For most of us, marriage is the time when we have deep conversations about balancing careers and friends with upcoming lifestyle choices.
In Fire Emblem: Awakening, marriage is a time to sit down with your future spouse and discuss whether they're planning to master the Dark Knight's Lifestealer ability before they switch classes to Wyvern Rider.
It may sound unromantic, but it pays to be pragmatic in a fantasy world where your spouse is your only shield against arrows and axes.
Till death do us part
Fire Emblem: Awakening follows the story of your amnesiac main character and the bold warrior Chrom, who leads the warband known as The Shepherds.
This is a turn-based strategy title, and most of the gameplay takes place on the fantasy battlefield grid, with Pegasus Knights and Paladins trading blows as Clerics tend to the wounded. As with many previous Fire Emblem titles, your units grow stronger through accumulating experience points and Support Conversations with their allies.
These Support Conversations crop up when two units fight next to one another, and they represent the bond of friendship (or love) growing between them. Happily, they also offer certain stat bonus to each character next to them in battle.
Awakening goes one step further with this relationship mechanic by allowing you to marry your units and combine them with the flexible 'Pair Up' command.
Yes, marriage. Leaving aside the unfortunate limitation that only heterosexual characters can wed, you'll want to focus on characters that complement one another on the battlefield as well as in the cut-scenes.
The 'Pair Up' command is new to the Fire Emblem series, and represents a tremendous leap forward in Awakening's strategy gameplay.
Pair Up allows you to freely combine two characters on the battlefield to support one another. They'll occupy the same space and effectively act as the same unit - which makes the mechanic a bit limiting at times, but it affords tremendous bonuses as well.
For married couples and those with high Support ratings, Pair Up combines two characters into unstoppable juggernauts on the battlefield who can dodge attacks and respond with critical strikes almost at will.
This feature also allows you to ferry slower units across a large board on the back of flying units, which gives a great amount of flexibility to strategy.
It's almost always better to Pair Up characters who compensate for each other's weakness, like Great Knights and Mages, as the Knight will give the Mage more durability on the battlefield.
A Mage and Cleric might have more to talk about, admittedly, but neither offers much resilience when it comes to withstanding a charging Cavalier.
In many ways, Awakening's strategy element plays like a visually sumptuous game of chess: the key to winning lies not only in devising a winning strategy, but also in positioning your pieces so they can support one another.
Faithful to a fault
If anything can be taken away from Fire Emblem: Awakening, it's that the game feels far too short. While there are plenty of sidequests and DLC missions available along with the odd random encounter battles, one can easily breeze through the 26 main missions in under 30 hours.

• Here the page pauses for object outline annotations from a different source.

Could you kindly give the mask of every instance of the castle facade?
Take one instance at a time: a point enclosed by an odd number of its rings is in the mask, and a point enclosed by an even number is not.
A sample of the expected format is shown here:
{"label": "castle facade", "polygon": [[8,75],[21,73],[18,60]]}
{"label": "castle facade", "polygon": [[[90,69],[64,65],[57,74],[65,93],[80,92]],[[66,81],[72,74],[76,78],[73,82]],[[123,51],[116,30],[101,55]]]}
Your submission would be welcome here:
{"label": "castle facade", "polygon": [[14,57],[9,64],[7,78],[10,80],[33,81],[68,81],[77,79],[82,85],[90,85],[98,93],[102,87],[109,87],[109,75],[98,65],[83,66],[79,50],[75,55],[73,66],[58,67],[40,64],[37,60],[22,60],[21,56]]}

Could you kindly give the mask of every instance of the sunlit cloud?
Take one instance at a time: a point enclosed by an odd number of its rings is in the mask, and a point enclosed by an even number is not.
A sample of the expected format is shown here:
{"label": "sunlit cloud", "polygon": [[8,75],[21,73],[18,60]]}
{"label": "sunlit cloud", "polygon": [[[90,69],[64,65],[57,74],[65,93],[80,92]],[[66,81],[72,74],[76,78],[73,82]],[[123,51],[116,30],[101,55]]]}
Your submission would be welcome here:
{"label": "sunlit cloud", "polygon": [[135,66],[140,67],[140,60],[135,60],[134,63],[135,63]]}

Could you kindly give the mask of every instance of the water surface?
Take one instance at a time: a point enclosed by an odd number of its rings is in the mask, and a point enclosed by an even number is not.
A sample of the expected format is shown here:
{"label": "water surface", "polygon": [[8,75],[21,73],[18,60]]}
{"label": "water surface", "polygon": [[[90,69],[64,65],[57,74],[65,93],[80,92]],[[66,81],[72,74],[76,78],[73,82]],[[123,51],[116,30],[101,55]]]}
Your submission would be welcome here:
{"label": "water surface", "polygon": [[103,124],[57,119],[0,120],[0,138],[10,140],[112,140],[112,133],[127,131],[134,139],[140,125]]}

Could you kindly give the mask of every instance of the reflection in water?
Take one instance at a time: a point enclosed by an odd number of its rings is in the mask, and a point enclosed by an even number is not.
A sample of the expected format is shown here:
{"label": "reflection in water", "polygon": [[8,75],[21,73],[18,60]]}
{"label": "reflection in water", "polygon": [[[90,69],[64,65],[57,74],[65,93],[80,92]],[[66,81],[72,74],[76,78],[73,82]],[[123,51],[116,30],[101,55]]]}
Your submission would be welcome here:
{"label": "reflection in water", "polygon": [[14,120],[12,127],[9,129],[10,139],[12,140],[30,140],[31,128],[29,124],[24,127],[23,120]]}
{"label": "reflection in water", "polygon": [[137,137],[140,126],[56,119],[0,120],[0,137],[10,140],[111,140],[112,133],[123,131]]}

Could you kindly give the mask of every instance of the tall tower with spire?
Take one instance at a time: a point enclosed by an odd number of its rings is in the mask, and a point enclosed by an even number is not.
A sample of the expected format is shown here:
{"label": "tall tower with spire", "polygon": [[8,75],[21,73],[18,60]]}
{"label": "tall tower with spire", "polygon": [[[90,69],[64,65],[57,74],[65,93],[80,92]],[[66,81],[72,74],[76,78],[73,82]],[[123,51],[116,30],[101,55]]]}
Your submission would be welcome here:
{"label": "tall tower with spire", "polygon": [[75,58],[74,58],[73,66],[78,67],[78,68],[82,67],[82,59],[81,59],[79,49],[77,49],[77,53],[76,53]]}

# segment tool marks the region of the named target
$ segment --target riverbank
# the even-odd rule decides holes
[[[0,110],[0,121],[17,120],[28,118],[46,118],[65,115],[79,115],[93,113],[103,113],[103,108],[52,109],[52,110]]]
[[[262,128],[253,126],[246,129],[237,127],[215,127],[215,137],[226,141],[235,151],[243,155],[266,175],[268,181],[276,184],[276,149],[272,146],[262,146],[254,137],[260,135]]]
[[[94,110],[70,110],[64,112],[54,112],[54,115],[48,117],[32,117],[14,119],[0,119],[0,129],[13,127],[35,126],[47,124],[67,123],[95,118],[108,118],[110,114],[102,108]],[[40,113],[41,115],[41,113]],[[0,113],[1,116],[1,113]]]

Despite this brevity, the truly excellent relationship mechanic and brilliant strategy elements of Fire Emblem: Awakening combine to create a unique game that will appeal to long-time fans of the franchise and newcomers alike.
Many mechanics from previous Fire Emblem titles return in Awakening, like the looming threat of permanent character death and weapon hit points. The former can thankfully be turned off by playing in Casual Mode, but the latter is omnipresent and another factor to keep in your mind as you build your army.
As recompense for the micromanaging, Hiroki Morishita's amazing soundtrack combines with rich graphics and animations to help flesh out Awakening's world to the point that you'll be forgiven for wanting to live in it.
There are occasional missteps along the way - like the character's baffling lack of feet and the choppy voice-acting - but the visuals and audio are, like the game itself, something that fans of strategy titles and RPGs will remember fondly for years to come.